La Blonde: Les icônes barbares de Pierre Soulages
de Lydie Dattas

critiqué par Septularisen, le 8 octobre 2017
(Luxembourg - 56 ans)


La note:  étoiles
Et dort dans les draps noirs des illuminations.
La Blonde (en fait un synonyme de la lumière au XVIIe Siècle), est un hommage, et bien plus je dois dire, au peintre Pierre SOULAGES, à qui la poétesse Lydie DATTAS voue une admiration sans limites.

Et lui a donc écrit ce petit livre de poèmes en prose – une petite centaine de pages -, composés de petits textes, d’une page et demie, sans titre, qui se suivent, avec très peu de virgules et de points, et qui semblent être comme des commentaires sur certains tableaux, comme si la poétesse regarde un tableau et en fait une critique, une photographie commentée. Attention, c’est tout sauf une étude! C’est plus une sorte de «méditation poétique », parfois un peu répétitive et un peu trop martelée – sans doute le seul point négatif du livre je dois dire -, sur la notion de peinture et ici spécifiquement de peinture noire et de la lumière qui s’y reflète.
Elle nous parle notamment de ces grands coups de lame (nature guerrière de cette peinture), que le peintre donne sur l’acrylique noir, pour lui donner des « cicatrices » et ainsi accrocher la lumière. Elle nous fait dès lors entrer dans l’œuvre du peintre d’une façon tout à fait inhabituelle, par l’émotion esthétique, par la beauté de l’ordre – presque militaire – qui s’y trouve.

C’est très beau, la langue est choisie, ciselée, les mots sont choisis, forgés. J’ai notamment beaucoup apprécié les différentes façons de parler de la peinture de Pierre SOULAGES. Ainsi p. ex. Lydie DATTAS nous parle des «icônes barbares», mais aussi des «icônes byzantines», des «guerriers sacrifiés», des «géants bitumés», du «roi barbare», du «maître du noir», le «Visionnaire du Noir», la «nuit noire», le «Voyant», le «grand Prêtre» qui préside du «miracle outrenoir», le «soudeur d’astre», le «fauconnier solaire», les «nuits rectangulaires»…

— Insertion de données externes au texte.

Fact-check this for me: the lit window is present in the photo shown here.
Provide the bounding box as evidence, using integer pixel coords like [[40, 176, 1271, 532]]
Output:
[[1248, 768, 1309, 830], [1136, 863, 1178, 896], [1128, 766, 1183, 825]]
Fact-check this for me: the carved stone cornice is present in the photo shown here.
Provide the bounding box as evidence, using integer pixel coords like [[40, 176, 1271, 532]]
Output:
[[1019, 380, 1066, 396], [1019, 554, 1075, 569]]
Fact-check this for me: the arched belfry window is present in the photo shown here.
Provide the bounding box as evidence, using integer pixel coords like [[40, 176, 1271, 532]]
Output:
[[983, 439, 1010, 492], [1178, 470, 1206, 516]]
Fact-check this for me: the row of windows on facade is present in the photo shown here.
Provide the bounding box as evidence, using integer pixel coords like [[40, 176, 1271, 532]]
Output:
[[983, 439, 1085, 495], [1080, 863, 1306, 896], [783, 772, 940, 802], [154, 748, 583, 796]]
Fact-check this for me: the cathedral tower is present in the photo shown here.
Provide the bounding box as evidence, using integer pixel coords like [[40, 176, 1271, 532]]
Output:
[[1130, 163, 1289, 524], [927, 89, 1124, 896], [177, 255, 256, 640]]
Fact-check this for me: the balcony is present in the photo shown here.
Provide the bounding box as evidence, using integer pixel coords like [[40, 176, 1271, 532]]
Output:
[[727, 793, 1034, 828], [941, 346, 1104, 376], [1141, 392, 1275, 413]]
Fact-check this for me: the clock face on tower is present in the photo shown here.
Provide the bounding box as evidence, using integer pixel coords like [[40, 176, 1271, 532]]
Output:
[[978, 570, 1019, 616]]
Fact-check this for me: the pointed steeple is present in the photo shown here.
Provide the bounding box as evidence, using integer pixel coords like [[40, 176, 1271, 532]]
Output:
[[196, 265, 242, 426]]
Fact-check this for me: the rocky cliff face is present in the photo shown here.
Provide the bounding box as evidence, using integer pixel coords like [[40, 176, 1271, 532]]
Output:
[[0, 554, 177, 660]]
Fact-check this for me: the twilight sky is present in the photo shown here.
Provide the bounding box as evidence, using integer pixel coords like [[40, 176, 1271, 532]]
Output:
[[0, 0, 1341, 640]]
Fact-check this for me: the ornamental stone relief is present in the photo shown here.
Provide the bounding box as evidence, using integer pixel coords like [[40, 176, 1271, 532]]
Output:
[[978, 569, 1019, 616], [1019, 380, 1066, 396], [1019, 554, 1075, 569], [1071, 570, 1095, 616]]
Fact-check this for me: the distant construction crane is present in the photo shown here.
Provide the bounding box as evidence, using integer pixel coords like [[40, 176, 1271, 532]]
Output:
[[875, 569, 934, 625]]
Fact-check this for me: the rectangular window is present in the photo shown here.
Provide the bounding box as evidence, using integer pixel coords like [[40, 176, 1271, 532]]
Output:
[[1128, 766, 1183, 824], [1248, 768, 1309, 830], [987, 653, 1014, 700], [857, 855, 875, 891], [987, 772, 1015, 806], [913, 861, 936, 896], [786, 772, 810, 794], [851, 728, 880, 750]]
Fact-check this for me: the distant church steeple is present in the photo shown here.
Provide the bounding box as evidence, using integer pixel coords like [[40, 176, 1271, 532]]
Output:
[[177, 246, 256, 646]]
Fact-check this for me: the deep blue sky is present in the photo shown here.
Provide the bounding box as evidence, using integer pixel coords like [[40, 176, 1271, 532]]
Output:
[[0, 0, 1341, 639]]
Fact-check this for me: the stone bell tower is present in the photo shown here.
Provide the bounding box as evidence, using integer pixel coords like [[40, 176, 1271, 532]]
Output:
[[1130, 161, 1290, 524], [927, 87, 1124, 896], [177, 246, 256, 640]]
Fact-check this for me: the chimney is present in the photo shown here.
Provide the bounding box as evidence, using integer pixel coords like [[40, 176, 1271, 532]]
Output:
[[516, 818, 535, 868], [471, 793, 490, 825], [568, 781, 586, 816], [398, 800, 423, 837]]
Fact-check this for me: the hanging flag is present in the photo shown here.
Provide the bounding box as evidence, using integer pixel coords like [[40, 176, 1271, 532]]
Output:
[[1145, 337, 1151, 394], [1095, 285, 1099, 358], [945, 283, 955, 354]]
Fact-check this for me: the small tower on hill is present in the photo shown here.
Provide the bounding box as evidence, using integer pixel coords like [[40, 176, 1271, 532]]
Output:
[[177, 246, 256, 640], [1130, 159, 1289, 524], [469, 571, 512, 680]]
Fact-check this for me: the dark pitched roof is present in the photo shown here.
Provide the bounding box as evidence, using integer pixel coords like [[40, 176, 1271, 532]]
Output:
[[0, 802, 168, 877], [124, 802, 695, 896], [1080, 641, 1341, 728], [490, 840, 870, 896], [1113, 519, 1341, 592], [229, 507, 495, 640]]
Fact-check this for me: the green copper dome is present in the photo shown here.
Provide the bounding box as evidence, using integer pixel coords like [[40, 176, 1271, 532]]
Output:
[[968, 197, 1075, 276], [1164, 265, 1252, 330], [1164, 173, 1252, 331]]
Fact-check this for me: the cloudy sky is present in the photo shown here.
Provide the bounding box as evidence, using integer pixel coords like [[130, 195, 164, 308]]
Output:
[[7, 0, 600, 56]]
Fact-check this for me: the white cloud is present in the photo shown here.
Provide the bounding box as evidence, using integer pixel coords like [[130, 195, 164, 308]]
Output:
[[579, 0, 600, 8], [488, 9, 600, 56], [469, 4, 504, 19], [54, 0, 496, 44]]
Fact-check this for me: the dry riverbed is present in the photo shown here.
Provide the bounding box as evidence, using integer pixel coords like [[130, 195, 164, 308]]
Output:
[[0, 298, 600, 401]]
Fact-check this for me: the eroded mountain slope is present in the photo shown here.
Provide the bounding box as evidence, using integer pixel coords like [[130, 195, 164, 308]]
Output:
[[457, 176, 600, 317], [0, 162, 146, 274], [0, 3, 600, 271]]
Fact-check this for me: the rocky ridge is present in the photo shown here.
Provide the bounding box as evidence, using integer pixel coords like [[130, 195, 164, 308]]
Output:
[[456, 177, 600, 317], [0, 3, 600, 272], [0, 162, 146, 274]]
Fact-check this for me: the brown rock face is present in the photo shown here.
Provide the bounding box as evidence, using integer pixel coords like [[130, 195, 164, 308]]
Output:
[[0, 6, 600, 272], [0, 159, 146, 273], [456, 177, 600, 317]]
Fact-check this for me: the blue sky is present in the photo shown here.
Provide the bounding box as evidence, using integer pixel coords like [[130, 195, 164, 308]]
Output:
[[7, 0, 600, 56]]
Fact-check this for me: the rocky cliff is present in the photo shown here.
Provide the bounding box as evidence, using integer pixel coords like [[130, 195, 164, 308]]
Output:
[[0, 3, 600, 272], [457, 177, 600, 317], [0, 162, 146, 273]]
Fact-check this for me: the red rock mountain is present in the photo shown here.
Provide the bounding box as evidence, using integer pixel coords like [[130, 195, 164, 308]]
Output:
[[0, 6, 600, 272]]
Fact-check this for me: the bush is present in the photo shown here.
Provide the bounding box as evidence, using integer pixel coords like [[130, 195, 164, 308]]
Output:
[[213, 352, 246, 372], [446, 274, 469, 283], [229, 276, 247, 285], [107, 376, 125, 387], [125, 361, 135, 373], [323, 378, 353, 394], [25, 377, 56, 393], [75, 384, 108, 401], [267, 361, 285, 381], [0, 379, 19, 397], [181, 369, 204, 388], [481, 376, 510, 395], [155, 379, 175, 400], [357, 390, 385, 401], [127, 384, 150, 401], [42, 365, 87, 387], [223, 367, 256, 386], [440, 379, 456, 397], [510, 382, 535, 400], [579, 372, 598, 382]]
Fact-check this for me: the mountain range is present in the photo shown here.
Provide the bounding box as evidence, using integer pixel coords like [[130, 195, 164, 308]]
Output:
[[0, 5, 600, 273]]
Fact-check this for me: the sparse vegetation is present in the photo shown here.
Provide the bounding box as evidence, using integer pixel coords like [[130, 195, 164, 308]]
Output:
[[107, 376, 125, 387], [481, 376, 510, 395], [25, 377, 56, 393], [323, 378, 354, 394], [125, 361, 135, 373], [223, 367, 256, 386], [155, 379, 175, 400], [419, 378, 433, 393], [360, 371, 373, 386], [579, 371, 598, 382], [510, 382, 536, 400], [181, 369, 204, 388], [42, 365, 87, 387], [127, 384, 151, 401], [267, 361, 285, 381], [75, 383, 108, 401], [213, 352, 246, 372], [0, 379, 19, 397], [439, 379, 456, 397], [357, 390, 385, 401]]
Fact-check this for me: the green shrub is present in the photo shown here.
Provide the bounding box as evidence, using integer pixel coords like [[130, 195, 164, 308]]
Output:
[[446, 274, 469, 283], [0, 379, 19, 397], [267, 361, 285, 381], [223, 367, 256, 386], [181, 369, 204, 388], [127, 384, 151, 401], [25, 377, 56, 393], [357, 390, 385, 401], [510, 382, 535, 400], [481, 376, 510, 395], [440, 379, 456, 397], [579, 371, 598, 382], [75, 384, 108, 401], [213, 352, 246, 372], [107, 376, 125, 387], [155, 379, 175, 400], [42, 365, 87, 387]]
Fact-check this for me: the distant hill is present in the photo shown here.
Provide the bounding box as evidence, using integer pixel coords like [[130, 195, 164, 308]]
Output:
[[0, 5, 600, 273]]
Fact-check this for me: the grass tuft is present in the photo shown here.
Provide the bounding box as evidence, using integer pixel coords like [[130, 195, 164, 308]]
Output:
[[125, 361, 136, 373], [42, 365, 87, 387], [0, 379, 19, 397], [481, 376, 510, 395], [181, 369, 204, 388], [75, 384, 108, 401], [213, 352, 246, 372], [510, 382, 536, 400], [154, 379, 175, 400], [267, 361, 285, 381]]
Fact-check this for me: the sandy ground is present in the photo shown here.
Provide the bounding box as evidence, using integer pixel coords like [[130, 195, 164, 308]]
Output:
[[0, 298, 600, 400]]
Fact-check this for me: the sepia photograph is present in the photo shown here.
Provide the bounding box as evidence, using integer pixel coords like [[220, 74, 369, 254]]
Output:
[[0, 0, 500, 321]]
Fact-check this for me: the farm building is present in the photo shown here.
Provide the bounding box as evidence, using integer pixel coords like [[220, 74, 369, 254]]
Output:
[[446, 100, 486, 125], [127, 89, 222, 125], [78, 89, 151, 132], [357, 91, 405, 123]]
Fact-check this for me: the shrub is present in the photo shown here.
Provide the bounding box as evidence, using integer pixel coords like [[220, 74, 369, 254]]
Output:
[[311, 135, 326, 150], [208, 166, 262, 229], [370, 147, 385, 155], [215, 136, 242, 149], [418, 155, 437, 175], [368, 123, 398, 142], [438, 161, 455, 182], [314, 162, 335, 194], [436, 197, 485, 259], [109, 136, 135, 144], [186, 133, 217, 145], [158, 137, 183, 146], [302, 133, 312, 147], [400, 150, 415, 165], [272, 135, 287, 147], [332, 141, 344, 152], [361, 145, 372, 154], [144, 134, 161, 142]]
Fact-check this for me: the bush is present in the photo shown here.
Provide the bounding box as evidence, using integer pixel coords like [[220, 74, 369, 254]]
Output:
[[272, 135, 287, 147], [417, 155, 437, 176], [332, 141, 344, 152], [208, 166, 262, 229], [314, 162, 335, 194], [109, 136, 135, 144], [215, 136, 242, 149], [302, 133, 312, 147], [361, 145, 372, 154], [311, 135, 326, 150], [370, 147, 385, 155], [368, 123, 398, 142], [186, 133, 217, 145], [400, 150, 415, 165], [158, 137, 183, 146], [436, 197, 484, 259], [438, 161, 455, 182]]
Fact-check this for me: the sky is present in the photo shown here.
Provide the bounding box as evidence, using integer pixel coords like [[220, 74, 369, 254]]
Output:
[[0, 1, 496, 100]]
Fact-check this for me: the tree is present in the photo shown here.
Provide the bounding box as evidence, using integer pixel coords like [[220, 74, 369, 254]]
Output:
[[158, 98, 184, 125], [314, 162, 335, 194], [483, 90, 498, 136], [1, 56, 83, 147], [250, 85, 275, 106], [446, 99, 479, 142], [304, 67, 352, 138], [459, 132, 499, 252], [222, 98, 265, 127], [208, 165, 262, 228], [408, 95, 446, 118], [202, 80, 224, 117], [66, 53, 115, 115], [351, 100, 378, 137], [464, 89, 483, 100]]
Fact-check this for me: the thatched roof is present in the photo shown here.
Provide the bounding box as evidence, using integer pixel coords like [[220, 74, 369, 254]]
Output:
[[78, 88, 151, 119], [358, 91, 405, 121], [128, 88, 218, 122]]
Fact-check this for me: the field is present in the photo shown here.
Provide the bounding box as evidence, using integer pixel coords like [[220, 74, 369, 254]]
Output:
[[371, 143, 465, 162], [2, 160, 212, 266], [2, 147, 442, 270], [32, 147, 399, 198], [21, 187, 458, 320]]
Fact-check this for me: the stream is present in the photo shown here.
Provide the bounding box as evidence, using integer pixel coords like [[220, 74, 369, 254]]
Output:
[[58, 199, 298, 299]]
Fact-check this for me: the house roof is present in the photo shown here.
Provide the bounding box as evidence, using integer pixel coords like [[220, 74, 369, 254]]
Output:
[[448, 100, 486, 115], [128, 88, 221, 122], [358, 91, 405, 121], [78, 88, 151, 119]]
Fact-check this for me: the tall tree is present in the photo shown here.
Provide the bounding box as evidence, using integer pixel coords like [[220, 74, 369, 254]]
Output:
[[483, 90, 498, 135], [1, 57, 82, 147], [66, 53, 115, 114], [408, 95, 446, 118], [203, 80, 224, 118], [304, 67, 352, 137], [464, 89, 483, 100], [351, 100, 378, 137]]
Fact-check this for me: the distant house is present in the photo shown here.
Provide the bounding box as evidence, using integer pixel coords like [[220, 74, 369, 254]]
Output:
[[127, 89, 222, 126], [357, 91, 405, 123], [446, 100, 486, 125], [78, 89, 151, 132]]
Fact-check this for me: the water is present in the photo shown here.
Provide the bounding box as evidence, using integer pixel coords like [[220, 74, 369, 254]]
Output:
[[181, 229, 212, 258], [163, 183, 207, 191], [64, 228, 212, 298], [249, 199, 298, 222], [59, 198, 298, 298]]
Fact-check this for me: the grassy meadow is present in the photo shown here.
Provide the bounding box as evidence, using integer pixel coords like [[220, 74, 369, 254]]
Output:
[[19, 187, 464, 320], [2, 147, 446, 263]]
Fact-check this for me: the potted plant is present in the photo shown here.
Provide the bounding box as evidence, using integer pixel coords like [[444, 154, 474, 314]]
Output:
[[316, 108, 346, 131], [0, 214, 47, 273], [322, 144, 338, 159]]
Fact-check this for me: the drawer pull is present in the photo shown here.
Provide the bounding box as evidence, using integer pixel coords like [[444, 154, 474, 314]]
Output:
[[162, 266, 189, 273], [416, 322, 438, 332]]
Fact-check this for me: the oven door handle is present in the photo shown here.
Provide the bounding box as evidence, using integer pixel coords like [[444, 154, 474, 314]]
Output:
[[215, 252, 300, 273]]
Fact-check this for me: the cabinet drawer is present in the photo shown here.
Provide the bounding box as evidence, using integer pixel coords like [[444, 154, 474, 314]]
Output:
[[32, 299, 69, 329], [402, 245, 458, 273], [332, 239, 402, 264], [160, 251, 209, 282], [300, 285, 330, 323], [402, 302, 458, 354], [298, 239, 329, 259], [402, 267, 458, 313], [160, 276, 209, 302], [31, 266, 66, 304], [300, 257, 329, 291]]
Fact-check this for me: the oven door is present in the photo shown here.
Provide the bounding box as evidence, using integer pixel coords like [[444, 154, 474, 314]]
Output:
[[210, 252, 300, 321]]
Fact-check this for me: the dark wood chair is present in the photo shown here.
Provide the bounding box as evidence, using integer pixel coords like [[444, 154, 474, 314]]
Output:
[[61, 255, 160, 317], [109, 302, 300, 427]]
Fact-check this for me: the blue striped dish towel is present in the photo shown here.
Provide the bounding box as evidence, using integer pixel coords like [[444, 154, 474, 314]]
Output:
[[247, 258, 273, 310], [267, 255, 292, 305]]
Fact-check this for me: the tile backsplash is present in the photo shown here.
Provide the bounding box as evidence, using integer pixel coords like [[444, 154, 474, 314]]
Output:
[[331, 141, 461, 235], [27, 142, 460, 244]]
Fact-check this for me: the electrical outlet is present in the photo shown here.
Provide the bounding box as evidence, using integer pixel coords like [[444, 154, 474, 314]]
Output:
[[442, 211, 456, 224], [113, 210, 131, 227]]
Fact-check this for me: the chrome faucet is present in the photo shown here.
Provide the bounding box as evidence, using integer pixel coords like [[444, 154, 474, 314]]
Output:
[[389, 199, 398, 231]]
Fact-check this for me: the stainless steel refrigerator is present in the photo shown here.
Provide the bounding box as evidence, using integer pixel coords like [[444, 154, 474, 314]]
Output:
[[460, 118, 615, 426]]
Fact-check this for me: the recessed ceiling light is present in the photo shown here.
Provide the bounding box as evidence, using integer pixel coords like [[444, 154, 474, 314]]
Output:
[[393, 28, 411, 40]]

Ce sont des textes très profonds, qui semblent venir d’un abîme aussi profond et aussi noir que celui de la couleur fétiche du peintre dont Lydie DATTAS fait l’éloge. C’est fulgurant, direct, fort, violent, sans fioritures, brut de décoffrage. Mais disons-le sans hésitation, très beau, et sans aucun doute l’œuvre d’un des plus grands poètes français de notre époque. Dommage que Lydie DATTAS soit si peu connue et si peu lue.

Laissons la parole au poète :

Le MIRACLE OUTRENOIR apparaît dans un monde qui s’enténèbre de clarté. Né du ratage d’une toile il fait de l’imprévisible son dieu. Plus stupéfiant que les paysages de lave noire de Mars ou que le soleil de minuit, sa vérité changeante défie la logique des savants. Dans la classe d’où l’écriture à la main est bannie, sous l’éclairage nazi des écrans, l’enfant acalculique est désigné clochard. Braquant sur l’Éternel le projecteur des gardes à vue, la science le soumet à la question, réduisant la foudre à un phénomène électrique et l’amour à une composante chimique. Chaque fois qu’un scientifique dissèque une goutte d’eau ou crucifie une étoile, le maître épaissit leur mystère, retrouvant le processus de la création pour transcender par l’esprit. quand le progrès rétrécit l’univers la Blonde en fait craquer les coutures, faisant fleurir ses bourgeons de réserve. Ignorant les fausses preuves de l’inexistence divine, les Barbares s’émerveillent des astres tournant dans le vide nocturne comme des boules de Noël. Dans la salle d’autopsie du musée, les conservateurs décrivent les saintes écorchures du tableau avec une minutie de médecins légistes. Sur la table d’acier l’Inconsolable ardoit de toute sa blondeur d’ange.